By Steve Running

In this day of modern communications many of us too often depend on devices to do our listening for us. It is not unusual, for instance, to see high school and college students carry tape recorders from class to class, thus leaving the mind open for more important things like daydreaming.

At a recent Lions club meeting attended by a colleague of yours truly, the following tale was told by Scott Ferguson, executive director of Region VIII Service Center in Mt. Pleasant, Texas.
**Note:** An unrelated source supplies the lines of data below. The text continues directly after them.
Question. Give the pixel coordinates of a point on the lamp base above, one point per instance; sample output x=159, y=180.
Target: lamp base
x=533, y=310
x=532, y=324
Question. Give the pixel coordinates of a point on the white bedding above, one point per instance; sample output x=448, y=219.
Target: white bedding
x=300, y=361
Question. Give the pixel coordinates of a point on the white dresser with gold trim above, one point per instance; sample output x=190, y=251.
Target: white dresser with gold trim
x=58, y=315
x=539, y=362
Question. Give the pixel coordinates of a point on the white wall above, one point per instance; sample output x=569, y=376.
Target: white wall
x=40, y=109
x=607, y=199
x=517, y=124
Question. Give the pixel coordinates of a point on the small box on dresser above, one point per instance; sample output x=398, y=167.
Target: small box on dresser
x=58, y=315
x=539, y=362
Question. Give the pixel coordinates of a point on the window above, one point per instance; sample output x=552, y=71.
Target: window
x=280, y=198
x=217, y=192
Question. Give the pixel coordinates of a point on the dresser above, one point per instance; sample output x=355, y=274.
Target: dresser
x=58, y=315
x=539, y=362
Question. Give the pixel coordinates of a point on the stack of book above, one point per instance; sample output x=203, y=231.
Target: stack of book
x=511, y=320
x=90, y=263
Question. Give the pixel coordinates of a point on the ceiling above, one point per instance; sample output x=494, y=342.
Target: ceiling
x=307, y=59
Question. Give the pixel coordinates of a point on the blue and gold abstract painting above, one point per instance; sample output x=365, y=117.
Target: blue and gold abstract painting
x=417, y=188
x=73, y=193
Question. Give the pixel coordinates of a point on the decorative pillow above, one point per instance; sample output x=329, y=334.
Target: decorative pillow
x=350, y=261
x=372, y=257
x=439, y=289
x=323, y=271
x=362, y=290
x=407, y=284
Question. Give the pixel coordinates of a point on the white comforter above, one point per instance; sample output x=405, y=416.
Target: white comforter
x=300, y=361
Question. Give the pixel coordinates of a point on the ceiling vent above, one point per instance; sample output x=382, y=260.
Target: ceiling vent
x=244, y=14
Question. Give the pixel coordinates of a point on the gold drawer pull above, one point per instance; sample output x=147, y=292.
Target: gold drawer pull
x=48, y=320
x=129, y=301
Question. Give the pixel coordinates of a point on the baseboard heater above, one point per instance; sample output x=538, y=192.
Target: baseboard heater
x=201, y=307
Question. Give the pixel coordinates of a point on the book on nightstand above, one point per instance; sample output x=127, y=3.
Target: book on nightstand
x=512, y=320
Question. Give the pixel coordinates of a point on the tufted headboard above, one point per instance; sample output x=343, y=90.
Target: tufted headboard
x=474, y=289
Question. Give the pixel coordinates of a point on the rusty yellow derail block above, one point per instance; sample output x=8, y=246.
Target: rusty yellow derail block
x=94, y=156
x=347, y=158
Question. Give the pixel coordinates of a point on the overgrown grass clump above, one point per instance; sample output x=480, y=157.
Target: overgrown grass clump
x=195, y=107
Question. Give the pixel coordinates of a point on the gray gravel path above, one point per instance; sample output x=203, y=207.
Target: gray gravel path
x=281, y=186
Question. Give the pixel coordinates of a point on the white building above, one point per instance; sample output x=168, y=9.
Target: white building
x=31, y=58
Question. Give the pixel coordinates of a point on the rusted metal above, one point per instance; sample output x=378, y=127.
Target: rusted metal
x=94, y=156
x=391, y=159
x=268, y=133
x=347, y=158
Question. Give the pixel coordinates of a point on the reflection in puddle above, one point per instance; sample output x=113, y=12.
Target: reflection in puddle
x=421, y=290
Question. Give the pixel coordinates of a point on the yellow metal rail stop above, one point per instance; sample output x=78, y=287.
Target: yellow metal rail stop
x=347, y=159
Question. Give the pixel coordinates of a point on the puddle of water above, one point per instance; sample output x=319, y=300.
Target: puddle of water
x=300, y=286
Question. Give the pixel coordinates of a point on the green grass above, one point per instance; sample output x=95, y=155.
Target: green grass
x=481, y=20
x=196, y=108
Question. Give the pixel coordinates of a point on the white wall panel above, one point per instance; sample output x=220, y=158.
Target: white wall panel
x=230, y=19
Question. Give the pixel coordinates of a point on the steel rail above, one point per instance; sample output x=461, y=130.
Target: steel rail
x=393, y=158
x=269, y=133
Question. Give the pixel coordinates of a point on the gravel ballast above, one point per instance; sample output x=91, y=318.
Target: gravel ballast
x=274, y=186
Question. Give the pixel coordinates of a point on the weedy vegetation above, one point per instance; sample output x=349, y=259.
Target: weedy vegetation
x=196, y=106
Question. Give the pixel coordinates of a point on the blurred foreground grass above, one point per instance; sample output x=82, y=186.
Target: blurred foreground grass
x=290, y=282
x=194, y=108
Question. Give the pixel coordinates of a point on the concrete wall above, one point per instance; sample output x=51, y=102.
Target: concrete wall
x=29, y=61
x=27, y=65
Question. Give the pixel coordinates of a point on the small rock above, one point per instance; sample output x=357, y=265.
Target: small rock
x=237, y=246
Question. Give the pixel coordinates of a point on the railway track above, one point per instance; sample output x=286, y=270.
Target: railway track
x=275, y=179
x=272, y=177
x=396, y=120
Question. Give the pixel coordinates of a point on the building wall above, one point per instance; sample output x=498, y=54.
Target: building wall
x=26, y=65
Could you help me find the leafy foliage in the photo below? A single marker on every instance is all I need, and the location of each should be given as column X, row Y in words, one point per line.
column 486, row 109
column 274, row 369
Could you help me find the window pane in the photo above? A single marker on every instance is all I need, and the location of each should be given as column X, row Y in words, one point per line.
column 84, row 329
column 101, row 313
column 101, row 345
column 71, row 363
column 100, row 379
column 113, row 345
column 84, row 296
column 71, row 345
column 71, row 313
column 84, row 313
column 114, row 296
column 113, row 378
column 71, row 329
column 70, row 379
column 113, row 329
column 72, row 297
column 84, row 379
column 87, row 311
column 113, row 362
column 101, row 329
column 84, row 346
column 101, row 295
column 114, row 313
Here’s a summation of what he said.

A SCHOOL SUPERINTENDENT TO HIS ASSISTANT SUPERINTENDENT:
“Next Thursday at 10:30 a.m. Haley’s Comet will appear over this area. This is an event which occurs only once every 75 years. Call the school principals and have them assemble their teachers and classes on their athletic fields and explain this phenomenon to them. If it rains then cancel the day’s observation and have the classes meet in the auditorium to see a film about the comet.”

ASSISTANT SUPERINTENDENT TO SCHOOL PRINCIPALS:
“By order of the superintendent of schools, next Thursday at 10:30 a.m., Haley’s Comet will appear over your athletic field. If it rains then cancel the day’s classes and report to the auditorium with your teachers and students where you will be shown films, a phenomenal event which occurs only once every 75 years.”

PRINCIPALS TO TEACHERS:
“By order of the phenomenal superintendent of schools at 10:30 next Thursday Haley’s Comet will appear in the auditorium. In case of rain over the athletic field the superintendent will give another order, something which occurs once every 75 years.”

TEACHERS TO STUDENTS:
“Next Thursday at 10:30 the superintendent of schools will appear in our school auditorium with Haley’s Comet, something which occurs every 75 years. If it rains the superintendent will cancel the comet and order us all out to our phenomenal athletic field.”

STUDENTS TO PARENTS:
“When it rains next Thursday at 10:30 over the school athletic field the phenomenal 75-year-old superintendent of schools will cancel all classes and appear before the whole school in the auditorium accompanied by Bill Haley and the Comets.”